Zacznijmy od lasu.

361 34 4
                                    

Marcel zamknął szkolną szafkę i bardzo powoli odwrócił się w stronę swojego przyjaciela.

- Mówiłeś coś? – mruknął chowając kluczyk do czarnej torby i sprawdzając, czy szafka na pewno jest zamknięta.

- Tak. – Aleksy westchnął cierpiętniczo i podrapał się po tyle głowy. – Pytałem, czy wiesz, że nasza chemiczka zachorowała.

- Pierwsze słyszę. – chłopak nie wykazał żadnego zainteresowania. – Co w związku z tym? – spytał od niechcenia.
- Jesteś naprawdę trudny do współżycia. - stwierdził Aleksy.

Poczekał, aż jego przyjaciel oderwie się wreszcie od swojej szafki i zaczął przeciskać się przez tłum uczniów, który torował korytarz.

- Chodziło mi to, - krzyknął, odwracając głowę do tyłu, aby Marcel był w stanie go usłyszeć. – że odpadła nam dzisiaj ostatnia lekcja. Masz może ochotę na niezdrowe żarcie z KFC? – spytał, zahaczając o nogę jakiejś gimnazjalistki, skutkiem czego stracił chwilowo równowagę. Cudem uniknął upadku i odwrócił się szybko, sprawdzając, czy Marcel na pewno go słyszy i idzie za nim.

Marcela nie było.

Aleksy westchnął trzymając w dłoni swój znoszony plecak i wywrócił oczami.

„Znowu". – mruknął zmieniając kierunek drogi. Całkowicie zignorował zdenerwowane spojrzenia reszty uczniów, którzy nie byli zbyt zadowoleni ponownym przepuszczaniem go. Jednak teraz miał ważniejsze powody do zmartwień, niż nienawiść obcych ludzi do jego osoby.

Marcela znalazł dopiero po dziesięciu minutach. Siedział sam, pod drzwiami najrzadziej używanej klasy i powoli wertował strony jakiejś książki.

Przerwa powoli się kończyła, więc Aleksy nie miał szansy na punktualne dotarcie na lekcję. Niewiele się tym przejął.

- Stary, co jest? – stanął przed Marcelem zupełnie zasłaniając mu światło.

- Mógłbyś się odsunąć? Czytam, pogadamy potem.

Aleksy przymknął oczy, jakby prosił niebiosa o cierpliwość, a zaraz po tym spojrzał na przyjaciela smutno. Nogą odsunął jego torbę i usiadł obok.

- Co jest? – ponowił pytanie wpatrując się w Marcela wyczekująco.

Wydawało się, że Marcel nie miał najmniejszej ochoty, żeby odpowiedzieć przyjacielowi. Poprawił jasną grzywkę opadającą mu lekko na oczy i nadal wpatrywał się w tekst książki. Jego wzrok nie śledził tekstu, chłopak nieruchomo patrzył w konkretne miejsce na kartce. Aleksy mógł przysiąc, że jego przyjaciel w ogóle nie skupiał się na tym, co robił.
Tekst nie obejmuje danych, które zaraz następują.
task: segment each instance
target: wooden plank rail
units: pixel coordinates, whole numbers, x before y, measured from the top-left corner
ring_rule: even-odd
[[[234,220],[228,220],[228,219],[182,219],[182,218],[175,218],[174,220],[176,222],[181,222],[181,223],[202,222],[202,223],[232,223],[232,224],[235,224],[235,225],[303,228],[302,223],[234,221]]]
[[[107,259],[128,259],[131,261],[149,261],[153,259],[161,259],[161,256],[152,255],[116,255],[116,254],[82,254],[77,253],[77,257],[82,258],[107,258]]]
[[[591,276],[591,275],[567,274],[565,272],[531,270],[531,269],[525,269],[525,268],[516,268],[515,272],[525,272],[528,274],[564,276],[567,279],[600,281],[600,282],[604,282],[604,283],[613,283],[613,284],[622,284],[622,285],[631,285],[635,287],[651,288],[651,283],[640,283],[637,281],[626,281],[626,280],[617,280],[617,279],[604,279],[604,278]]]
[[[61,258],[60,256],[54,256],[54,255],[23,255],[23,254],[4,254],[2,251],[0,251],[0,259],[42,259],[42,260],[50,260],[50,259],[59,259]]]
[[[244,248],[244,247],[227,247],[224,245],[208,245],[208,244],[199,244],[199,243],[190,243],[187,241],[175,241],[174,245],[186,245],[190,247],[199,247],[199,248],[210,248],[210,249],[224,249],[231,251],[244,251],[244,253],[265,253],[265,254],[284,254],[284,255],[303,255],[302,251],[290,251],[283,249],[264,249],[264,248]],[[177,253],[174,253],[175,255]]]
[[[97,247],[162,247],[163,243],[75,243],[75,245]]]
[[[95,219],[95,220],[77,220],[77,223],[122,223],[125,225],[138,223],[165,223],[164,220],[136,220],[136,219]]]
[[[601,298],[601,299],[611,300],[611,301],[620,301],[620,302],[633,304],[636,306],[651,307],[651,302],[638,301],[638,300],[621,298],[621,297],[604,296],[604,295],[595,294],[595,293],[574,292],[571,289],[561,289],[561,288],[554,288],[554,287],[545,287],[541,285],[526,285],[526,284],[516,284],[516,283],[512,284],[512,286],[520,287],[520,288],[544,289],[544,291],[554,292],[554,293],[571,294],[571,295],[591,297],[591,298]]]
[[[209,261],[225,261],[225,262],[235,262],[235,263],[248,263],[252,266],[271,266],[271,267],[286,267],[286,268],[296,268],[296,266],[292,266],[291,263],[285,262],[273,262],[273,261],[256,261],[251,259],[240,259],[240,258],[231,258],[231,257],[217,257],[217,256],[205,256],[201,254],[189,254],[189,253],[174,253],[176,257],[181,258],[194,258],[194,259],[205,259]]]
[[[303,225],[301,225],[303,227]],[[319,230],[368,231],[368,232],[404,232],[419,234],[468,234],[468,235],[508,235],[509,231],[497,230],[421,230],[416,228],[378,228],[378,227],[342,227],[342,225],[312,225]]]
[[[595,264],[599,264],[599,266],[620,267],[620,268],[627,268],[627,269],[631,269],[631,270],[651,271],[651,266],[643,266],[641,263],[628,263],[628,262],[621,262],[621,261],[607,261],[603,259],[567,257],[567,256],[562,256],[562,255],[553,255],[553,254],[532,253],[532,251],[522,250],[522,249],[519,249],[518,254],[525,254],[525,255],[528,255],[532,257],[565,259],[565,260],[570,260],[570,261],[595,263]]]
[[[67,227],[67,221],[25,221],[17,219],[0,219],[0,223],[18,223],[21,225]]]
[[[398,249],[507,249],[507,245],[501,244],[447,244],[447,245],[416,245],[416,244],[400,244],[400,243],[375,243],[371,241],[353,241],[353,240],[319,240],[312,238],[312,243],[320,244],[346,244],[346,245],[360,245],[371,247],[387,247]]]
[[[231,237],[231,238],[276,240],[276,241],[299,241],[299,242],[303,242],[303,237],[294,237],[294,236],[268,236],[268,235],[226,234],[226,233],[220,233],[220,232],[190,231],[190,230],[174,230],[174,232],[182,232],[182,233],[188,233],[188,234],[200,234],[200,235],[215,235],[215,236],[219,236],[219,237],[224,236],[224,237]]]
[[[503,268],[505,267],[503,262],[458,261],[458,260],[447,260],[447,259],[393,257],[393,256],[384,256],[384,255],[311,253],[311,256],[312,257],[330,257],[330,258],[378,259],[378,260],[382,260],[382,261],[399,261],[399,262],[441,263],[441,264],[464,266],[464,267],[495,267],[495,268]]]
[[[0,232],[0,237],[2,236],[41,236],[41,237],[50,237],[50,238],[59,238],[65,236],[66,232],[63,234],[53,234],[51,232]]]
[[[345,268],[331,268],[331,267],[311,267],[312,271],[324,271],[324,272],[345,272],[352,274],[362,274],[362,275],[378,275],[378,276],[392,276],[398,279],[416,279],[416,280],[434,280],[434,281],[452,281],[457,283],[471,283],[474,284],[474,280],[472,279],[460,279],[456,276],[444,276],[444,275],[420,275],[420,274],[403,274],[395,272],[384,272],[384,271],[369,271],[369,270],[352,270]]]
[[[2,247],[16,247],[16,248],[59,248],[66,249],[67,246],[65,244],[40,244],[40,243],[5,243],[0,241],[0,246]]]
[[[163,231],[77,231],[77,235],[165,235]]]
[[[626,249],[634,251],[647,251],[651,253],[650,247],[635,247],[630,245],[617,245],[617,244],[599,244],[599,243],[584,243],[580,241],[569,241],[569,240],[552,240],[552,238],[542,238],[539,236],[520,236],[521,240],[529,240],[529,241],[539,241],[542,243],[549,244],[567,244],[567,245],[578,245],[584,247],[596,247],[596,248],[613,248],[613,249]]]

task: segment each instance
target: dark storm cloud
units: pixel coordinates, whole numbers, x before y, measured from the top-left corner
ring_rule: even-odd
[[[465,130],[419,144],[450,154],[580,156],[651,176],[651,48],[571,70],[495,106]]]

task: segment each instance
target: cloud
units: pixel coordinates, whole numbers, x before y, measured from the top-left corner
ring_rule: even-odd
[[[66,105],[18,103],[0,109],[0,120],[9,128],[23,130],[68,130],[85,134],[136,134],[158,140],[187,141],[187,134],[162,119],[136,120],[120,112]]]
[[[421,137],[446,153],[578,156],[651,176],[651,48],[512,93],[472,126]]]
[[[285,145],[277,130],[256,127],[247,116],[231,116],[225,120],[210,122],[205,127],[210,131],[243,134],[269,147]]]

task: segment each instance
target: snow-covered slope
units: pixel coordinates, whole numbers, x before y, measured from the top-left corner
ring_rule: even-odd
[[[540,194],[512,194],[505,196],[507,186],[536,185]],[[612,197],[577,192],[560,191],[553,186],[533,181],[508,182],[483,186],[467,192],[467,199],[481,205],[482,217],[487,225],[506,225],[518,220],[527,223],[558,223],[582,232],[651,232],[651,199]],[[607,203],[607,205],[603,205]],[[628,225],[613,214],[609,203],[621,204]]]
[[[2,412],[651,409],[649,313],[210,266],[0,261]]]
- Przepraszam. – mruknął Marcel i wreszcie zamknął książkę. Odchylił głowę opierając ją o zimną ścianę. – Jestem w kiepskim nastroju, wybacz. – ostatnie słowo zagłuszył dzwonek, który rozbrzmiał nad głowami chłopców oznajmiając, że przerwa się skończyła. Żaden z nastolatków nie zwrócił na niego uwagi, nadal siedzieli pod klasą obserwując jak korytarz powoli się wyludnia. Bez pomocy słów ustalili, że nie wrócą na ostatnią lekcję.

Aleksy nie znosił sytuacji, w których był zmuszony pocieszać kogoś lub dawać rady. Nie czuł się w tych sprawach kompetentny. Nie lubił, kiedy musiał coś powiedzieć, a nie wiedział jak dobrać do tego odpowiednie słowa. Denerwował się, że nie sprosta wymaganiom i osoba, którą pociesza jeszcze bardziej się załamie. Jednak ta sytuacja była inna. Marcel był jego przyjacielem - Aleksy nie był w stanie zostawić go samego.

- Wydarzyło się coś konkretnego? – spytał po kilku minutach niezręcznej ciszy.

Marcel kilka razy pokręcił przecząco głową i uśmiechnął się niemrawo.